Extrajo el papel del sobre con extremo cuidado y, tras desdoblarlo, leyó
rápidamente lo escrito en él. Cuando Pascual acabó de leer la nota su semblante,
totalmente transfigurado, era el de un hombre acabado. Pascual dobló la
nota y la dejó en la mesa junto al sobre negro. El tabernero depositó en
ese momento las dos cervezas en la mesa que ocupaban sendos hombres y se
retiró hacia el interior de la barra.
¿No tiene curiosidad por saber lo que dice? preguntó Pascual
mientras daba un sorbo al vaso de cerveza que el tabernero acababa de dejar
en la mesa.
No soy un gran lector. Y en este caso, tampoco prefiero ser curioso
dijo el visitante sin bajar la vista hacia el sobre.
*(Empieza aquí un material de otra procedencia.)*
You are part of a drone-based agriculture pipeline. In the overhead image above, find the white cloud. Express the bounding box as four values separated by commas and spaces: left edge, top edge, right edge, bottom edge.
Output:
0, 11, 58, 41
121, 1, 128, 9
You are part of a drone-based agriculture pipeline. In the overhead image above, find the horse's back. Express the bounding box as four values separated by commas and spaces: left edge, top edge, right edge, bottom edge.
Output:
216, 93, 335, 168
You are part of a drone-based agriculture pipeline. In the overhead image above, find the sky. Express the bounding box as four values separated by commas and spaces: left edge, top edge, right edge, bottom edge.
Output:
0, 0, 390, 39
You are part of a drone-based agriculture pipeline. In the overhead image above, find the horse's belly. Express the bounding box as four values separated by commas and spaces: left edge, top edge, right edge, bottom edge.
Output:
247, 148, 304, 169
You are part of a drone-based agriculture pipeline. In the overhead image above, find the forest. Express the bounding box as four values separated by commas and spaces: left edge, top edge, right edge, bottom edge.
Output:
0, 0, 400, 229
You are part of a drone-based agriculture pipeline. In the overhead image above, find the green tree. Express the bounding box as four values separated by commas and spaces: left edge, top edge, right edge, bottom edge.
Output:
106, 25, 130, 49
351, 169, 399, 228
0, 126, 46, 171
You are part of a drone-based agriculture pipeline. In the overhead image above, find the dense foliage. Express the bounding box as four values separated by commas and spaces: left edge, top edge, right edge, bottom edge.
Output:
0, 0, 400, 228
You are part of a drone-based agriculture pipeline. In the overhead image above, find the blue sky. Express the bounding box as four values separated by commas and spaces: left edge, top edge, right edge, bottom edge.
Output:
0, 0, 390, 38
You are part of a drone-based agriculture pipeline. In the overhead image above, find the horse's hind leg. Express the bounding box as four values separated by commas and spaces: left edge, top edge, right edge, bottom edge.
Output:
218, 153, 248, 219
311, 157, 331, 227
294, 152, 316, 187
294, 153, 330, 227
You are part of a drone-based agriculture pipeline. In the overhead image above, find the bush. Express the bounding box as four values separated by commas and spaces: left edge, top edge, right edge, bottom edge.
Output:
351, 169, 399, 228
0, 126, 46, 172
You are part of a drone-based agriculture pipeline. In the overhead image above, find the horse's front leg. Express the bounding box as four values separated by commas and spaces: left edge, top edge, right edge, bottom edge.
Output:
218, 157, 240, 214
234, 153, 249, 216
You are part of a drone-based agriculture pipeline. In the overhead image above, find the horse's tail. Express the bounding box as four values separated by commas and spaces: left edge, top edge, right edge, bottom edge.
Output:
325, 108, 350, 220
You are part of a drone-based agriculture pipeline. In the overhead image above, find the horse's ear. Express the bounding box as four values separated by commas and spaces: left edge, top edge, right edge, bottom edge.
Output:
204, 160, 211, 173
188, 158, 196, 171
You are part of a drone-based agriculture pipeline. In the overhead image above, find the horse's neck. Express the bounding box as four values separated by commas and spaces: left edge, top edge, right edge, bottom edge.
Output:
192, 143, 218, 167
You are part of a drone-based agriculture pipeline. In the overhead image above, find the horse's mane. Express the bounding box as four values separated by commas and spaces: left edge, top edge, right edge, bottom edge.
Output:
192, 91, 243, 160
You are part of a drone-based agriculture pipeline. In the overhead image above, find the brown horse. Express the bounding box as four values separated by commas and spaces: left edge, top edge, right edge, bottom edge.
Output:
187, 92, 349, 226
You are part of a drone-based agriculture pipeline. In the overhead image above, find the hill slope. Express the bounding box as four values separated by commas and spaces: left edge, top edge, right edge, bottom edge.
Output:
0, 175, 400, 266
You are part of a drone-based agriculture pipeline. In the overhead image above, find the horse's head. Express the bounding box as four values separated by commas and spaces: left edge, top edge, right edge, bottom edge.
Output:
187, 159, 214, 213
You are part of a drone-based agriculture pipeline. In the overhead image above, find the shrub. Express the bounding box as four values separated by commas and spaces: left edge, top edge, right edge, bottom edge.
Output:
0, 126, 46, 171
Un silencio incómodo se apoderó de la mesa, extendiéndose por todo el local
como un frío gélido bajando de lo alto de una montaña en la madrugada de
una noche de invierno.
¿Sucede algo, Pascual? preguntó con preocupación el dueño de
la taberna alzando el tono de voz desde la barra del bar.
No, Manolo, nada que no tenga solución respondió Pascual al
tabernero sin volverse hacia él.
¿Quién es Usted? preguntó el agente al visitante.
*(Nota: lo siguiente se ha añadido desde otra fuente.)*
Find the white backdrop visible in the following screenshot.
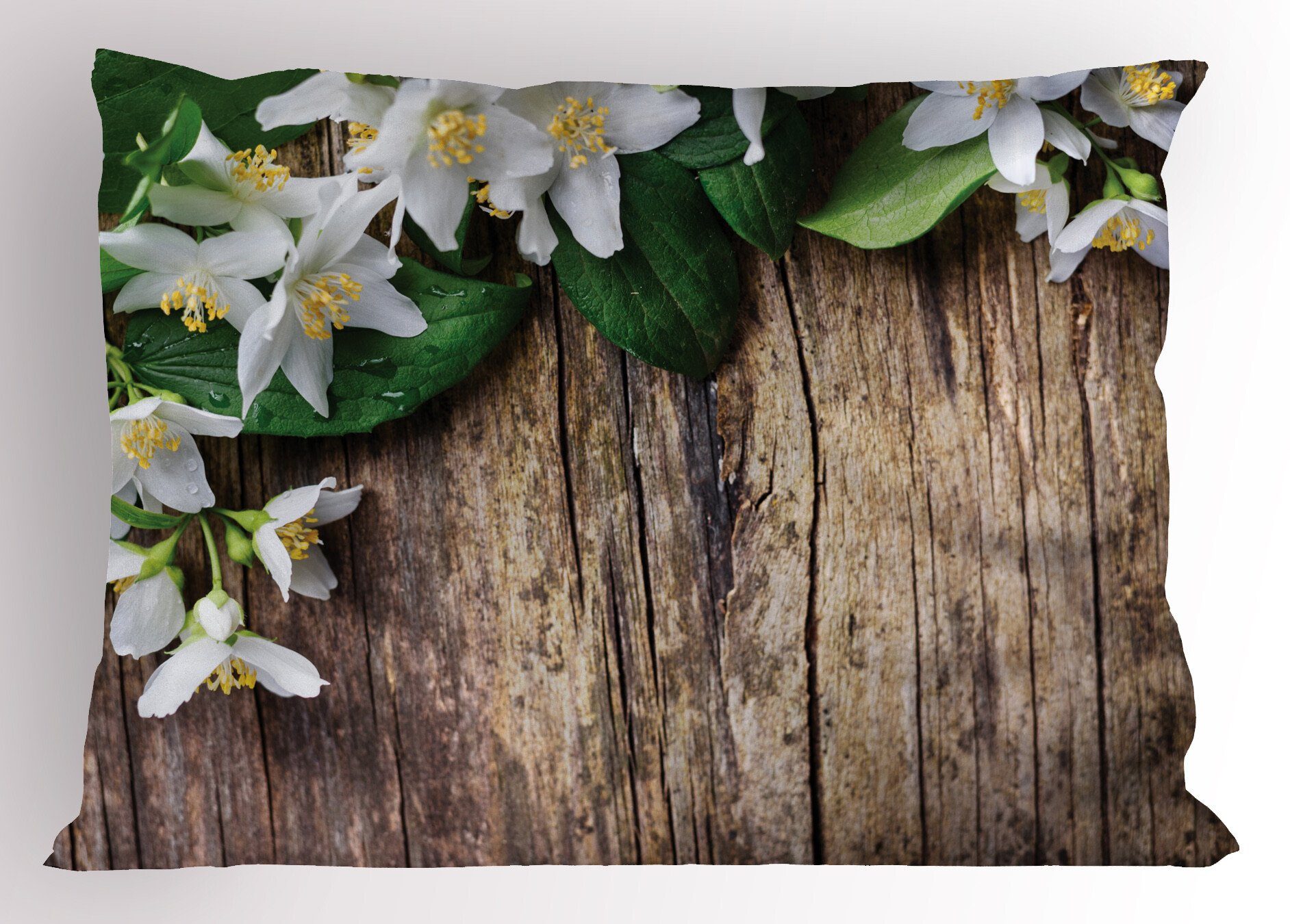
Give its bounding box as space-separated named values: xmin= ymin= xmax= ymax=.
xmin=0 ymin=0 xmax=1290 ymax=921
¡Qué más da quién sea!, he hecho lo que se me ha encargado y he cobrado
mi dinero.
¿A qué se dedica Usted?
Tenía una tienducha de tatuajes a medias con un socio. Tuvimos que
cerrar porque no podíamos hacer frente al alquiler.
¿En Parla?
Sí, en Parla contestó a disgusto.
El hombre malencarado vació su vaso de cerveza de un trago y dirigió su
vista furtivamente hacia la nota.
Está a tiempo de leerla dijo el agente.
Prefiero no saber lo que pone, me da mal rollo todo esto contestó
el visitante negando reiteradamente con la cabeza.
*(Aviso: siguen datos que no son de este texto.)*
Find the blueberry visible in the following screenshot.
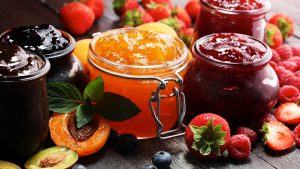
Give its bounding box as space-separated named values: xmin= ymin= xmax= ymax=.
xmin=116 ymin=134 xmax=138 ymax=153
xmin=72 ymin=164 xmax=87 ymax=169
xmin=152 ymin=151 xmax=172 ymax=169
xmin=143 ymin=164 xmax=157 ymax=169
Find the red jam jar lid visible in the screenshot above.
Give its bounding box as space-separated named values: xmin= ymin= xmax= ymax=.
xmin=193 ymin=33 xmax=272 ymax=68
xmin=200 ymin=0 xmax=271 ymax=15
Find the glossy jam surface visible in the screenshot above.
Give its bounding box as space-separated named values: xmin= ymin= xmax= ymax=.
xmin=204 ymin=0 xmax=265 ymax=10
xmin=0 ymin=24 xmax=69 ymax=54
xmin=183 ymin=36 xmax=279 ymax=127
xmin=88 ymin=29 xmax=187 ymax=138
xmin=95 ymin=31 xmax=181 ymax=66
xmin=0 ymin=45 xmax=45 ymax=76
xmin=198 ymin=33 xmax=267 ymax=64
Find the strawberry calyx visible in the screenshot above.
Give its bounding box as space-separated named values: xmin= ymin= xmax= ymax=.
xmin=190 ymin=118 xmax=226 ymax=156
xmin=277 ymin=17 xmax=292 ymax=39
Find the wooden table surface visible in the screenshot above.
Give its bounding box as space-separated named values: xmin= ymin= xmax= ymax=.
xmin=0 ymin=0 xmax=300 ymax=169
Sin mediar palabra, el agente introdujo la nota en uno de sus bolsillos,
se levantó y encaminó sus pasos muy decidió hacia el servicio de caballeros
de la taberna. No había transcurrido ni medio minuto cuando, tras una descarga
del agua contenida en la cisterna del inodoro del baño al que había accedido
el agente, una sorda detonación de pistola se dejó escuchar con enorme estruendo
en el interior del bar. El tabernero se dirigió a toda prisa hacia el baño
y al ver a Pascual en el suelo en mitad de un gran charco de sangre comenzó
a proferir maldiciones y lamentos a partes iguales. El visitante, incapaz
de salir de su asombro y consciente que fuera lo que fuese lo que rezase
en la nota, aquélla había sido la causa que había conducido al suicidio
a aquel hombre, contemplaba la pavorosa escena que se desarrollaba ante
sí con incredulidad. En aquel momento nada sabían aquellos dos sujetos que
Pascual, su compañera sentimental y un agente forestal, cómplice de ambos,
habían sido los que habían planificado y llevado a cabo el secuestro de
Mari Cruz Santisteban, que la misma se encontraba retenida en un zulo a
poco menos de setecientos metros de la taberna en la que se encontraban
y que la guardia civil tenía a los secuestradores prácticamente cercados.
Tampoco llegaron a conocer la identidad de la persona que redactó la nota
ni su contenido. Podría tal vez haber sido redactada por alguien que los
vigilaba y quería hacerles chantaje, o quizá por el mismo cómplice, arrepentido.
Sea como fuere, los medios de comunicación jamás se hicieron eco de aquel
papel manuscrito pese a que tanto el tabernero como el visitante declararon
acerca de la existencia del mismo. Pascual lo debió tirar por el desagüe
del inodoro en un último intento de salvaguardar la poca dignidad que aún
pudiera conservar. Antes acabar flotando entre heces y desperdicios hasta
deshacerse, aquel pliego garabateado con algún mensaje fatal cumplió el
cometido que su autor anónimo le había asignado. O tal vez no.